File photo: Divorce..
(photo credit: REUTERS)
NEW DELHI - India's Supreme Court on Tuesday ruled a controversial Muslim quick divorce law unconstitutional, a landmark victory for Muslim women who had long argued that it violated their right to equality.
The law allows Muslim men to divorce their wives simply by uttering the word "talaq" three times. Muslim women say they have been left destitute by husbands divorcing them through "triple talaq," including by Skype and WhatsApp.
Under the ruling, the government will need to frame a new divorce law, which would abolish the practice by making it illegal.
"Finally, I feel free today," Shayara Bano, who was divorced through triple talaq and was among the women who brought the case, told Reuters after the ruling.
"I have the order that will liberate many Muslim women."
The ruling was delivered by a panel of five male judges from different faiths - Hinduism, Christianity, Islam, Sikhism and Zoroastrianism.
Three of the five ruled that the practice was unconstitutional, overruling the senior-most judge in India, the chief justice.
He announced a suspension of the practice, and told the government to come up with a new law within six months.
Triple talaq is banned in several Muslim countries, including neighboring Pakistan and conservative Saudi Arabia
Opposition to the law helped forge an unlikely coalition of Muslim women and Prime Minister Narendra Modi and his ruling Hindu nationalist party, which wanted the law quashed, and pitted it against Muslim groups that say the state has no right to interfere in religious matters.
Some fear that the Hindu majority is trying to limit Islamic influence in society.
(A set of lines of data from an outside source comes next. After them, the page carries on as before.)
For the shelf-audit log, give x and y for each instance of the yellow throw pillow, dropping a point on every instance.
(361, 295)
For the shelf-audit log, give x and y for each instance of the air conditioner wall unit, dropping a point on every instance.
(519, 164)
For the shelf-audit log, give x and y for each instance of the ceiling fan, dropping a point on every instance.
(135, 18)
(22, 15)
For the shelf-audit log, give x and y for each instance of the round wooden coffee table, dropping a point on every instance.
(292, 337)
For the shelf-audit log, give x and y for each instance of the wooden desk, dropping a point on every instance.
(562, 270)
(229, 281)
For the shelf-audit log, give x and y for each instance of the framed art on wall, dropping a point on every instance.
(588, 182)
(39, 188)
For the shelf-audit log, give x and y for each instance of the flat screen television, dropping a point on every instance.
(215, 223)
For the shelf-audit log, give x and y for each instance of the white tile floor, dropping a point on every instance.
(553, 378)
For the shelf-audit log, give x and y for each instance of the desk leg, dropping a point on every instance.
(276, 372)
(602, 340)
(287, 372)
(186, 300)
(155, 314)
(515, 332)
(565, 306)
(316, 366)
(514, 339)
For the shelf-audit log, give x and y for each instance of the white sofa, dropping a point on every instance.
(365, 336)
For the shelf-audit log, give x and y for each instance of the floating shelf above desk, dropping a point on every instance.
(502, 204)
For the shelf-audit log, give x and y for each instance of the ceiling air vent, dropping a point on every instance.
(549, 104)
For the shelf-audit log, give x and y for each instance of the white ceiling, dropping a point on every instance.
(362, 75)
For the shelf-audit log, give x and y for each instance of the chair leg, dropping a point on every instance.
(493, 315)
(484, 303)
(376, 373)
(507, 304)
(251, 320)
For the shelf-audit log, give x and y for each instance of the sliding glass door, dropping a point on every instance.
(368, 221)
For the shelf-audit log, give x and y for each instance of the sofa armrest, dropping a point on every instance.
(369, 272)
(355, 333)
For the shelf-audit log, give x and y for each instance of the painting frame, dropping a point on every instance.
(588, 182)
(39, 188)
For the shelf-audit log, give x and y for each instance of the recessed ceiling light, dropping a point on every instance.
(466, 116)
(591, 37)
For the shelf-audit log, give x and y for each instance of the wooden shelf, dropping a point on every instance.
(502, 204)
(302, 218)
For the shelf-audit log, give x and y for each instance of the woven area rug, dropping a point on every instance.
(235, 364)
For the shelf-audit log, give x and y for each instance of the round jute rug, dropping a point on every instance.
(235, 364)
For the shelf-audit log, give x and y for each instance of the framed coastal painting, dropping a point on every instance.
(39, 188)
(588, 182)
Muslims make up about 14 percent of India's 1.3 billion people.
Opponents of the law have toiled to abolish it for decades and were given a boost last year when Modi threw his support behind Bano, calling the law derogatory and discriminatory against women.
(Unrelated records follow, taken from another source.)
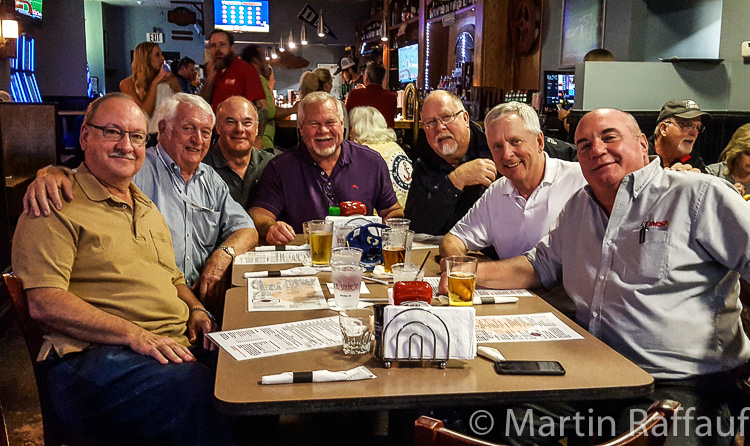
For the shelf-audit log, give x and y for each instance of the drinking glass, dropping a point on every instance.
(321, 235)
(356, 327)
(346, 255)
(398, 223)
(396, 247)
(347, 279)
(462, 279)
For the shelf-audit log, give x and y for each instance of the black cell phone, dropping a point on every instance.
(529, 368)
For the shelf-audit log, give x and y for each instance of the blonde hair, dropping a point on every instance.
(143, 74)
(369, 126)
(314, 81)
(738, 145)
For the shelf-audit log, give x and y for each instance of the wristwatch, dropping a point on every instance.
(228, 249)
(203, 310)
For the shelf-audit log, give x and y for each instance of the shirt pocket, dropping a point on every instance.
(645, 256)
(164, 250)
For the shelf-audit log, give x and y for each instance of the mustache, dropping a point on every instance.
(121, 154)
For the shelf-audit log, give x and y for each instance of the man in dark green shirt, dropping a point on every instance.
(233, 156)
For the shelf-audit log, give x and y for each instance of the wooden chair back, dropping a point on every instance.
(431, 432)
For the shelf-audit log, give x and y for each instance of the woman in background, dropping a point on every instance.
(150, 83)
(734, 161)
(368, 127)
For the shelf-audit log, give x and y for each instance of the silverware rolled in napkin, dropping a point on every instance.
(304, 247)
(319, 376)
(296, 271)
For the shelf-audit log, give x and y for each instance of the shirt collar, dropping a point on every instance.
(551, 169)
(170, 164)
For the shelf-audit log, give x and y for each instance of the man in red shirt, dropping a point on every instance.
(374, 94)
(228, 75)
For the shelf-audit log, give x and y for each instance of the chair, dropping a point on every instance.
(431, 432)
(54, 431)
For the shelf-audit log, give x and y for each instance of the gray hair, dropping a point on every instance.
(317, 97)
(93, 108)
(453, 98)
(369, 126)
(525, 112)
(168, 108)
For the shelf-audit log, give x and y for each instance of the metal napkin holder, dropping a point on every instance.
(399, 326)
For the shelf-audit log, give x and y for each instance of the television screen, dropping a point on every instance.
(30, 8)
(241, 16)
(560, 87)
(408, 63)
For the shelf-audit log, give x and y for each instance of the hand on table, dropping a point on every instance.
(161, 348)
(280, 233)
(479, 171)
(211, 284)
(200, 324)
Tuesday's ruling could spur Modi's party to push again for its long-held desire for a uniform civil code, which would end the application of religious laws to civil issues.
"The Supreme Court has a right to interfere in the personal space and they have done so," said Maneka Gandhi, minister for women and child development.
India allows religious institutions to govern matters of personal law - marriage, divorce and property inheritance - through civil codes designed to protect the independence of religious communities.